Gradient exercise testing protocol, i.e., Balke protocol, first developed by Hanson in 1984, was used in the study. It is a 25–30-min protocol which is slightly different for men and women. It uses a constant speed of 3.3 mph, i.e., 5.3 km/h for males and 3.0 mph, i.e., 4.8 km/h for females. The test began by setting the incline at 0%. The inclination was increased by 2% (1.2°) after 1 min and 1% (0.6°) thereafter every minute for males and 2.5% (1.4°) every 3 min for females. The pace was maintained throughout the testing and the inclination was increased until the subject reached his/her target heart rate or exhausted and cannot continue anymore.

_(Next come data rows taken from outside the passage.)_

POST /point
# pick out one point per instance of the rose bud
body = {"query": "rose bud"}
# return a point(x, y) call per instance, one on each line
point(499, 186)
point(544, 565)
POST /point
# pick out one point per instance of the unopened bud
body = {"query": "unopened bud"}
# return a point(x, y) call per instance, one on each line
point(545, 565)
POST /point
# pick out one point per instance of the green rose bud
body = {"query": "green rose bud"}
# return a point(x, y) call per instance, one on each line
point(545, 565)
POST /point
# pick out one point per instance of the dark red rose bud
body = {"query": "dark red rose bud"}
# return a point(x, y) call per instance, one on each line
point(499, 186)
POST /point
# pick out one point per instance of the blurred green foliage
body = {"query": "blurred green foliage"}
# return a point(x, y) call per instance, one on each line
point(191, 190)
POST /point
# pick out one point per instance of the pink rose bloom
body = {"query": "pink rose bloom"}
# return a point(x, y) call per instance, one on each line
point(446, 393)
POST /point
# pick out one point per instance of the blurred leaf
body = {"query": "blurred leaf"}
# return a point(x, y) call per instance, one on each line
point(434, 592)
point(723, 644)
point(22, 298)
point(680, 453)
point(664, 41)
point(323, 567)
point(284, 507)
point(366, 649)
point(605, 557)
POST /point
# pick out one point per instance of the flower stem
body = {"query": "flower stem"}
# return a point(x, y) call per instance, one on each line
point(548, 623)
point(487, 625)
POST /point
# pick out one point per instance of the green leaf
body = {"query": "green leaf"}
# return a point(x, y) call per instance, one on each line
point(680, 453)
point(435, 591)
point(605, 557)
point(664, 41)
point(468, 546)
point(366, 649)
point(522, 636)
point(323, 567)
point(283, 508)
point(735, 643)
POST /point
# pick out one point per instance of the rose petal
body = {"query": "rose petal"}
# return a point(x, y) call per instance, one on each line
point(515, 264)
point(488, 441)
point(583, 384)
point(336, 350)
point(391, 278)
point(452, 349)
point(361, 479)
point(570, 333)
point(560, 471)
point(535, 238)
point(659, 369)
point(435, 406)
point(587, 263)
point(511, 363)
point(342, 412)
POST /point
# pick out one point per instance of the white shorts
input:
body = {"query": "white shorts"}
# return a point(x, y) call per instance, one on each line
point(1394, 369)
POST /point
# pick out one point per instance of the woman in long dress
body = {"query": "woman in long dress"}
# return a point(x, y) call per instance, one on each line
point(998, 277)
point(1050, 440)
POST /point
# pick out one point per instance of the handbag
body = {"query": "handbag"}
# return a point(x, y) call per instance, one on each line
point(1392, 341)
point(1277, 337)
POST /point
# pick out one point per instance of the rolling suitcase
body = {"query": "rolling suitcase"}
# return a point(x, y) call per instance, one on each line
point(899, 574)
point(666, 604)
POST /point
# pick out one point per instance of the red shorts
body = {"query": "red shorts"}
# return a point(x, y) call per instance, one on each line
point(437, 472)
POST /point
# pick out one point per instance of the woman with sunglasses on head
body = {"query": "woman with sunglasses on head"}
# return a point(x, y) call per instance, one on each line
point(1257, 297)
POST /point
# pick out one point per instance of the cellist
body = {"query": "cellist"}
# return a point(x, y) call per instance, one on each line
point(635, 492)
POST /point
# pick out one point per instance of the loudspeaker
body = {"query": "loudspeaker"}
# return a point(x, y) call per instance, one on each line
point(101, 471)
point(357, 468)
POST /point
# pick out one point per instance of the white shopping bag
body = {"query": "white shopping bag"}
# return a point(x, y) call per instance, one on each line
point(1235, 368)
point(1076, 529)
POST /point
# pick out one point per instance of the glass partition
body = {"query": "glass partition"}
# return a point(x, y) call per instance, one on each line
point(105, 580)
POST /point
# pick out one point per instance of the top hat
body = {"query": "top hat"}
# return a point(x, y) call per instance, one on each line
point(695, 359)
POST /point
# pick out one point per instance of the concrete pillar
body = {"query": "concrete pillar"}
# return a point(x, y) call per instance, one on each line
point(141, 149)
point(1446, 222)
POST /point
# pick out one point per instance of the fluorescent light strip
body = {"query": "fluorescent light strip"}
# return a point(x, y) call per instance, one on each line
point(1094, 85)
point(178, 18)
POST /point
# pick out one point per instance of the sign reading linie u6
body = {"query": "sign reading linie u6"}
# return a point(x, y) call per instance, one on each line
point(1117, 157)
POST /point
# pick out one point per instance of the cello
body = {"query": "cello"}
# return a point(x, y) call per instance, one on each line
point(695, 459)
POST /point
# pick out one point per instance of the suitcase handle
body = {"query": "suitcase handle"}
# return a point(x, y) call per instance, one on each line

Subjects were exercised until reaching an age-specific target heart rate or the development of symptoms necessitating termination of the test.
Post-exercise BRPE, HRR, BPR, and HRV measurement
As soon as the exercise testing was finished, BRPE was obtained from the subjects through an oral questionnaire. Heart rate recovery (HRR) was measured by HRpeak–HR after 1 min rest, where peak or maximal HR was obtained with the subjects standing on the treadmill at peak exercise and post-exercise HR was measured for 3 min after completion of the exercise testing protocol.

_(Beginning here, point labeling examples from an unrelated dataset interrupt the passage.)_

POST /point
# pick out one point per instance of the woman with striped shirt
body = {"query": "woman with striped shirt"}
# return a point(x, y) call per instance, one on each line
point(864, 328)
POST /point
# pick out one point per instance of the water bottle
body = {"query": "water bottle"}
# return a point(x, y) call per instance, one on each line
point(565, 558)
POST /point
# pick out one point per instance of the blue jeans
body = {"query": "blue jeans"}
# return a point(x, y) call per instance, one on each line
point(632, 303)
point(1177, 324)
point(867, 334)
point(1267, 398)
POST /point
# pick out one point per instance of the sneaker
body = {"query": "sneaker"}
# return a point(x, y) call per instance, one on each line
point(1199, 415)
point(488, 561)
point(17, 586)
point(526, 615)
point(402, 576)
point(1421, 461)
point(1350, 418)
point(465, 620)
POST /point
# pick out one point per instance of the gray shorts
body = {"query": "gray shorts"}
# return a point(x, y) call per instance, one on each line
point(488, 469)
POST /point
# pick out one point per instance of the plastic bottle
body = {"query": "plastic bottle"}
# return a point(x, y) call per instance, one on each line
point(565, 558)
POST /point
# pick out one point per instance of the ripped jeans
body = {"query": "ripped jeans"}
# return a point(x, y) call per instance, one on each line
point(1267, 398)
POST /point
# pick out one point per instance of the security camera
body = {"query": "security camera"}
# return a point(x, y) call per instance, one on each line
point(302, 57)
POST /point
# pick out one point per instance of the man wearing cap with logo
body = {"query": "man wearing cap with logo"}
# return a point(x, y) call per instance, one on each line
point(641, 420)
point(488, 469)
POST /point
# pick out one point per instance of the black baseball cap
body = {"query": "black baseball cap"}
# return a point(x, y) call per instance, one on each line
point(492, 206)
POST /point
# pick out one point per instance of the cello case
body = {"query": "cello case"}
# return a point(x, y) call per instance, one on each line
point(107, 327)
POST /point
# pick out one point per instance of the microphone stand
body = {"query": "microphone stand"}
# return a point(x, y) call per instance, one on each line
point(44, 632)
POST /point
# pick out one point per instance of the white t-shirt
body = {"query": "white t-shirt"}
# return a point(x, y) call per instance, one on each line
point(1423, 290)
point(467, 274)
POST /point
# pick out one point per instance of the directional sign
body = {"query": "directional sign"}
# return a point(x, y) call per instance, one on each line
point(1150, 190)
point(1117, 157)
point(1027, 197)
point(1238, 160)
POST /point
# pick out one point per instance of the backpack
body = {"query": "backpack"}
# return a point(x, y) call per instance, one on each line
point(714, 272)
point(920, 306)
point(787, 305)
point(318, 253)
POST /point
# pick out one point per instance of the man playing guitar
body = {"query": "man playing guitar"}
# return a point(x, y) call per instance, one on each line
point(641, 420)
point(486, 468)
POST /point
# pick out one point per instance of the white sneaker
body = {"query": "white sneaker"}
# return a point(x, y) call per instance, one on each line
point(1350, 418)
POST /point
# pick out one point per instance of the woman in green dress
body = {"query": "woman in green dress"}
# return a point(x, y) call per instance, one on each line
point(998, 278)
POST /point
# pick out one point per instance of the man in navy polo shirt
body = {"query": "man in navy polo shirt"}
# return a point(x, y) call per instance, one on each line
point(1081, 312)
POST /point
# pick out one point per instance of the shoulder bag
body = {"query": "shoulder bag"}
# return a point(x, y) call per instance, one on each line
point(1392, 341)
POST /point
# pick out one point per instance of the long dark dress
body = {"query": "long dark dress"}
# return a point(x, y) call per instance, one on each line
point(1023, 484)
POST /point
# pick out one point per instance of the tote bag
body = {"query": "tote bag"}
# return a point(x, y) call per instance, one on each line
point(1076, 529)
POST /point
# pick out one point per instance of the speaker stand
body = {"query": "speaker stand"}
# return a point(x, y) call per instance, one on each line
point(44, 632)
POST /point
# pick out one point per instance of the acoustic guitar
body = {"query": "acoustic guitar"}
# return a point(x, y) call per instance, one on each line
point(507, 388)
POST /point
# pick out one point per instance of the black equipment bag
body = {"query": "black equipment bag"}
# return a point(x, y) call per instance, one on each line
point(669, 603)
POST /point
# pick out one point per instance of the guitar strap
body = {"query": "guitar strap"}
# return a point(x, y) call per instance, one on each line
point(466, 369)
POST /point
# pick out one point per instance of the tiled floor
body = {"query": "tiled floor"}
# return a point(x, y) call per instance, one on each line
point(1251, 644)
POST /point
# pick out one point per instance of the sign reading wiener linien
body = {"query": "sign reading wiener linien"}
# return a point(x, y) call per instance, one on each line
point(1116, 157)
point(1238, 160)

Blood pressure recovery was measured by using an aneroid sphygmomanometer, taking the first and the fifth phases of Korotkoff sounds as systolic and diastolic values, respectively. The average of the 3 readings was used to determine resting BP in every 5 min and discontinued as soon as both SBP and DBP returned to the pre-exercise value.
HRV was also performed in the end after ensuring that the subjects have relaxed at least for 30 min using frequency domain (FFT).
Statistical analysis was done by using SPSS version 22, where data were reported as mean ± std. dev. and statistical significance was assumed at p ≤ 0.05. Both intra-group and inter-group analyses were performed.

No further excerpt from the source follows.